Whilst out looking for places the other day I noticed an old brick-working quarry on a map and decided to have a look, I was out with my family so as it was a nice day we parked up and had a stomp through the woods and soon entered the location, this is my first thread here so hope you enjoy it, I am by no means a photographer and only own a basic digi-cam.
Tranquil view across quarry



quarry path



deep water sign



corner of house



old house



door,or lack of



nice bathroom



toilet



kitchen,incorporating crows nest



retro wallpaper



dining room?



upstairs bedroom,no floor



view to upstairs and through roof



stairway



dead bird at doorstep



back of house



view across quarry from house



all in all a good explore but couldnt get upstairs as the floors were really dangerous.


----------



## Misstee (Jun 21, 2009)

Interesting first report there. Pics are fine. Bet it was a nice house in it's day. Wonder when it all closed?


----------



## smileysal (Jun 22, 2009)

The house is in a lovely setting.
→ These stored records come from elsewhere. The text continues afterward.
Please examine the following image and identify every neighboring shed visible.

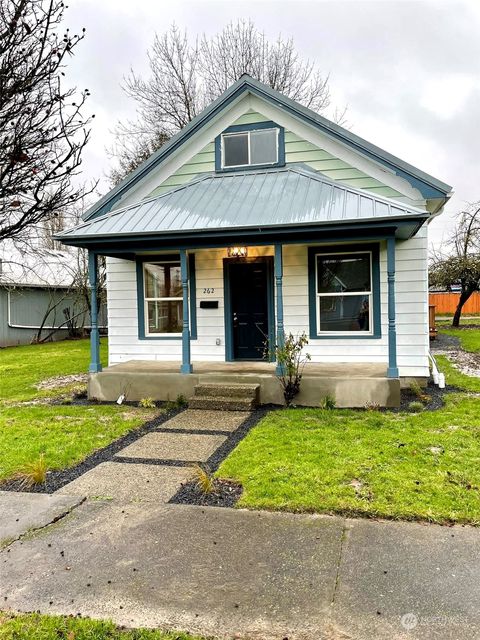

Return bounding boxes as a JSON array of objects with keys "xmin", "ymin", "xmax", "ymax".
[{"xmin": 0, "ymin": 243, "xmax": 107, "ymax": 347}]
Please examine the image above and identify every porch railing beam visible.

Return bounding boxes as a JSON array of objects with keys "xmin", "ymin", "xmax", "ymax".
[
  {"xmin": 274, "ymin": 243, "xmax": 285, "ymax": 375},
  {"xmin": 180, "ymin": 249, "xmax": 193, "ymax": 374},
  {"xmin": 387, "ymin": 236, "xmax": 399, "ymax": 378},
  {"xmin": 88, "ymin": 251, "xmax": 102, "ymax": 373}
]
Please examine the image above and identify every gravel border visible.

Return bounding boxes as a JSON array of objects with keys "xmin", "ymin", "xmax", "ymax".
[
  {"xmin": 171, "ymin": 479, "xmax": 243, "ymax": 507},
  {"xmin": 0, "ymin": 406, "xmax": 186, "ymax": 494}
]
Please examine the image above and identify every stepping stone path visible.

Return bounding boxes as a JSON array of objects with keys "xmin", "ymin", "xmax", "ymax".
[{"xmin": 56, "ymin": 409, "xmax": 249, "ymax": 503}]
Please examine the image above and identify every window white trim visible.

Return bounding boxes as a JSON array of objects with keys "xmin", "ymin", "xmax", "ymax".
[
  {"xmin": 221, "ymin": 127, "xmax": 279, "ymax": 169},
  {"xmin": 315, "ymin": 250, "xmax": 373, "ymax": 336},
  {"xmin": 143, "ymin": 261, "xmax": 182, "ymax": 338}
]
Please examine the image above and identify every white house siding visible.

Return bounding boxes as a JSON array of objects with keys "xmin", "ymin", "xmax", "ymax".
[
  {"xmin": 106, "ymin": 228, "xmax": 429, "ymax": 378},
  {"xmin": 282, "ymin": 226, "xmax": 429, "ymax": 377}
]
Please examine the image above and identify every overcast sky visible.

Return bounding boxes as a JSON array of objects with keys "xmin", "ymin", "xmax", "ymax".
[{"xmin": 66, "ymin": 0, "xmax": 480, "ymax": 249}]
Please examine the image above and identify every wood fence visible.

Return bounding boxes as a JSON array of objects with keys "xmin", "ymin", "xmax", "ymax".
[{"xmin": 429, "ymin": 292, "xmax": 480, "ymax": 315}]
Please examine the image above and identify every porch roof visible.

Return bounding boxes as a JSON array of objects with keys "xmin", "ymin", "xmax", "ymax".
[{"xmin": 58, "ymin": 165, "xmax": 428, "ymax": 247}]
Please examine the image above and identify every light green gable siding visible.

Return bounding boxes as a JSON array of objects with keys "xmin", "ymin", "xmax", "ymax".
[
  {"xmin": 148, "ymin": 110, "xmax": 404, "ymax": 200},
  {"xmin": 284, "ymin": 131, "xmax": 403, "ymax": 198},
  {"xmin": 149, "ymin": 142, "xmax": 215, "ymax": 197}
]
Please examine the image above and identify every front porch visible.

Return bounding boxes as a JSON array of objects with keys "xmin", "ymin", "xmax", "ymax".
[{"xmin": 89, "ymin": 360, "xmax": 401, "ymax": 408}]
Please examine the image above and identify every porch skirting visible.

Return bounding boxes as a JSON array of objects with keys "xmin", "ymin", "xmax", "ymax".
[{"xmin": 88, "ymin": 361, "xmax": 401, "ymax": 408}]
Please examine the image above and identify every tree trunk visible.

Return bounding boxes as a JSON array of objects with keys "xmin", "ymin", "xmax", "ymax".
[{"xmin": 452, "ymin": 290, "xmax": 473, "ymax": 327}]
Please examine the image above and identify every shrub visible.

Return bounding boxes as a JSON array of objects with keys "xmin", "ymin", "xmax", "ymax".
[
  {"xmin": 138, "ymin": 397, "xmax": 156, "ymax": 409},
  {"xmin": 14, "ymin": 454, "xmax": 47, "ymax": 488},
  {"xmin": 191, "ymin": 464, "xmax": 215, "ymax": 494},
  {"xmin": 270, "ymin": 332, "xmax": 311, "ymax": 406},
  {"xmin": 408, "ymin": 401, "xmax": 424, "ymax": 413},
  {"xmin": 320, "ymin": 395, "xmax": 336, "ymax": 410},
  {"xmin": 164, "ymin": 394, "xmax": 188, "ymax": 412}
]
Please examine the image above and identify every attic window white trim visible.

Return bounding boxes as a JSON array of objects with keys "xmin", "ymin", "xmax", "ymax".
[{"xmin": 221, "ymin": 127, "xmax": 279, "ymax": 169}]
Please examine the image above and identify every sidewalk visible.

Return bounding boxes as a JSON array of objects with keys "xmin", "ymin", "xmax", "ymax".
[{"xmin": 1, "ymin": 497, "xmax": 479, "ymax": 640}]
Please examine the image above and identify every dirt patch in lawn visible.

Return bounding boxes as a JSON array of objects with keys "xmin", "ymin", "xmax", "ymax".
[
  {"xmin": 35, "ymin": 373, "xmax": 88, "ymax": 390},
  {"xmin": 443, "ymin": 351, "xmax": 480, "ymax": 378}
]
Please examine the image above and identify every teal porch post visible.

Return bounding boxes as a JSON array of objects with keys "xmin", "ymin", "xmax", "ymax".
[
  {"xmin": 180, "ymin": 249, "xmax": 193, "ymax": 374},
  {"xmin": 387, "ymin": 236, "xmax": 399, "ymax": 378},
  {"xmin": 88, "ymin": 251, "xmax": 102, "ymax": 373},
  {"xmin": 274, "ymin": 243, "xmax": 285, "ymax": 375}
]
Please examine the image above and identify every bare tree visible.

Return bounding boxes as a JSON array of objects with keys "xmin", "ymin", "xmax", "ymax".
[
  {"xmin": 0, "ymin": 0, "xmax": 94, "ymax": 243},
  {"xmin": 430, "ymin": 202, "xmax": 480, "ymax": 327},
  {"xmin": 109, "ymin": 20, "xmax": 343, "ymax": 185}
]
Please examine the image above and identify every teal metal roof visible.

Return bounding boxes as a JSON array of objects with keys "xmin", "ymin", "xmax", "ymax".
[
  {"xmin": 83, "ymin": 75, "xmax": 452, "ymax": 222},
  {"xmin": 59, "ymin": 166, "xmax": 427, "ymax": 242}
]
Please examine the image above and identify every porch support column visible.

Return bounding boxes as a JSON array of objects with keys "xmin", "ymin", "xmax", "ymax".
[
  {"xmin": 387, "ymin": 236, "xmax": 399, "ymax": 378},
  {"xmin": 274, "ymin": 243, "xmax": 285, "ymax": 375},
  {"xmin": 180, "ymin": 249, "xmax": 193, "ymax": 374},
  {"xmin": 88, "ymin": 251, "xmax": 102, "ymax": 373}
]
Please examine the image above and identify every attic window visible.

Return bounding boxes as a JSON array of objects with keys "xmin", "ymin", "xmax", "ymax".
[{"xmin": 221, "ymin": 128, "xmax": 279, "ymax": 169}]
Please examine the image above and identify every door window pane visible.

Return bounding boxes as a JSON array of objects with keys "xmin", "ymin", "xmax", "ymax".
[
  {"xmin": 250, "ymin": 129, "xmax": 277, "ymax": 164},
  {"xmin": 145, "ymin": 263, "xmax": 181, "ymax": 298},
  {"xmin": 317, "ymin": 254, "xmax": 371, "ymax": 293},
  {"xmin": 223, "ymin": 133, "xmax": 248, "ymax": 167},
  {"xmin": 319, "ymin": 295, "xmax": 370, "ymax": 332},
  {"xmin": 147, "ymin": 300, "xmax": 182, "ymax": 334}
]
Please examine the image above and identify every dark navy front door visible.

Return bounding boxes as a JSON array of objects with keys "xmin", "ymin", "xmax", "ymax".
[{"xmin": 229, "ymin": 261, "xmax": 269, "ymax": 360}]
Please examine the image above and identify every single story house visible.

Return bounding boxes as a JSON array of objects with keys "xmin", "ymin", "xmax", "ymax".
[
  {"xmin": 0, "ymin": 243, "xmax": 107, "ymax": 347},
  {"xmin": 58, "ymin": 75, "xmax": 452, "ymax": 407}
]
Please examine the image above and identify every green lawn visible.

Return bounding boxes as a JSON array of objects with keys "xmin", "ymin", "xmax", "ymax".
[
  {"xmin": 0, "ymin": 339, "xmax": 158, "ymax": 482},
  {"xmin": 0, "ymin": 612, "xmax": 203, "ymax": 640},
  {"xmin": 439, "ymin": 327, "xmax": 480, "ymax": 353},
  {"xmin": 0, "ymin": 338, "xmax": 108, "ymax": 402},
  {"xmin": 218, "ymin": 361, "xmax": 480, "ymax": 525}
]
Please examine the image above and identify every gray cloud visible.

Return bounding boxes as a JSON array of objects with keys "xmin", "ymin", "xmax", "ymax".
[{"xmin": 64, "ymin": 0, "xmax": 480, "ymax": 247}]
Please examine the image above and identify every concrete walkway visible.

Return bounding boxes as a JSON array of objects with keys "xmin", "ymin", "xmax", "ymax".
[
  {"xmin": 1, "ymin": 499, "xmax": 480, "ymax": 640},
  {"xmin": 0, "ymin": 492, "xmax": 83, "ymax": 548},
  {"xmin": 55, "ymin": 409, "xmax": 248, "ymax": 502}
]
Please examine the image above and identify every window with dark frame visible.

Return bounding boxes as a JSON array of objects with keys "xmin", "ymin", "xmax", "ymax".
[
  {"xmin": 222, "ymin": 128, "xmax": 278, "ymax": 168},
  {"xmin": 315, "ymin": 252, "xmax": 373, "ymax": 334},
  {"xmin": 143, "ymin": 262, "xmax": 182, "ymax": 335}
]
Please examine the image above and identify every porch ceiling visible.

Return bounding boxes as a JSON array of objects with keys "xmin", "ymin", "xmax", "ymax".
[{"xmin": 58, "ymin": 166, "xmax": 428, "ymax": 247}]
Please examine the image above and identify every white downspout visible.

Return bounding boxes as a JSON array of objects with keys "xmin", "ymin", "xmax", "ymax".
[{"xmin": 429, "ymin": 351, "xmax": 445, "ymax": 388}]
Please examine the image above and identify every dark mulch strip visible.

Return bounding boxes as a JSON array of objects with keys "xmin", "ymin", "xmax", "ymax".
[
  {"xmin": 430, "ymin": 332, "xmax": 461, "ymax": 352},
  {"xmin": 0, "ymin": 406, "xmax": 186, "ymax": 494},
  {"xmin": 386, "ymin": 381, "xmax": 459, "ymax": 414},
  {"xmin": 171, "ymin": 479, "xmax": 243, "ymax": 508},
  {"xmin": 169, "ymin": 406, "xmax": 273, "ymax": 508}
]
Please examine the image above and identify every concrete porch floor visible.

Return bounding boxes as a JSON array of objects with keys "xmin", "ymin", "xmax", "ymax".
[{"xmin": 89, "ymin": 360, "xmax": 400, "ymax": 408}]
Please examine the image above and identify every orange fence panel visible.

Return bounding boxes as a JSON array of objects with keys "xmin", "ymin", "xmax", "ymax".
[{"xmin": 429, "ymin": 292, "xmax": 480, "ymax": 315}]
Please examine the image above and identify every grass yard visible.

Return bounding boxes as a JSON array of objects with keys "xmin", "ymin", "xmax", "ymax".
[
  {"xmin": 0, "ymin": 339, "xmax": 158, "ymax": 483},
  {"xmin": 438, "ymin": 326, "xmax": 480, "ymax": 353},
  {"xmin": 0, "ymin": 339, "xmax": 108, "ymax": 402},
  {"xmin": 218, "ymin": 355, "xmax": 480, "ymax": 525},
  {"xmin": 0, "ymin": 612, "xmax": 203, "ymax": 640}
]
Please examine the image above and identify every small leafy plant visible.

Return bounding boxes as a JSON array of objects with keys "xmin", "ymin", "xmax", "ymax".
[
  {"xmin": 138, "ymin": 397, "xmax": 156, "ymax": 409},
  {"xmin": 191, "ymin": 464, "xmax": 215, "ymax": 494},
  {"xmin": 408, "ymin": 401, "xmax": 424, "ymax": 413},
  {"xmin": 409, "ymin": 380, "xmax": 431, "ymax": 405},
  {"xmin": 164, "ymin": 394, "xmax": 188, "ymax": 412},
  {"xmin": 365, "ymin": 401, "xmax": 381, "ymax": 411},
  {"xmin": 15, "ymin": 454, "xmax": 47, "ymax": 488},
  {"xmin": 270, "ymin": 332, "xmax": 311, "ymax": 406},
  {"xmin": 320, "ymin": 395, "xmax": 336, "ymax": 410}
]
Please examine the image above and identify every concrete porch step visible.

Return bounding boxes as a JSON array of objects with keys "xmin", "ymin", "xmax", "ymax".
[
  {"xmin": 189, "ymin": 395, "xmax": 256, "ymax": 412},
  {"xmin": 193, "ymin": 382, "xmax": 260, "ymax": 400}
]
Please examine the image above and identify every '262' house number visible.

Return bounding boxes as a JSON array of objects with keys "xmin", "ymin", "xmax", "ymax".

Love the water now in the quarry. Excellent find, and good pics too. 

Cheers,

 Sal


----------



## graybags (Jun 22, 2009)

*mmm*

The pizza looked a bit rank though, and that wallpaper in the kitchen ? 

G


----------



## klempner69 (Jun 22, 2009)

Good effort Harvester,I agree that the house would have been a nice place once,and that Belling hotplate is a relic.Nice wallpaper too...


----------



## BigLoada (Jun 22, 2009)

Where is the underground bit?


----------



## Foxylady (Jun 22, 2009)

Great little house and setting. I love the general quarryness around the house in your 4th pic. 
Interesting stuff, Harvester.


----------



## crickleymal (Jun 22, 2009)

BigLoada said:


> Where is the underground bit?



I wondered that too. Interesting explore though.


----------



## the harvester (Jun 22, 2009)

It is not underground (obviously) but the forum for this stuff says it should go here?????????


----------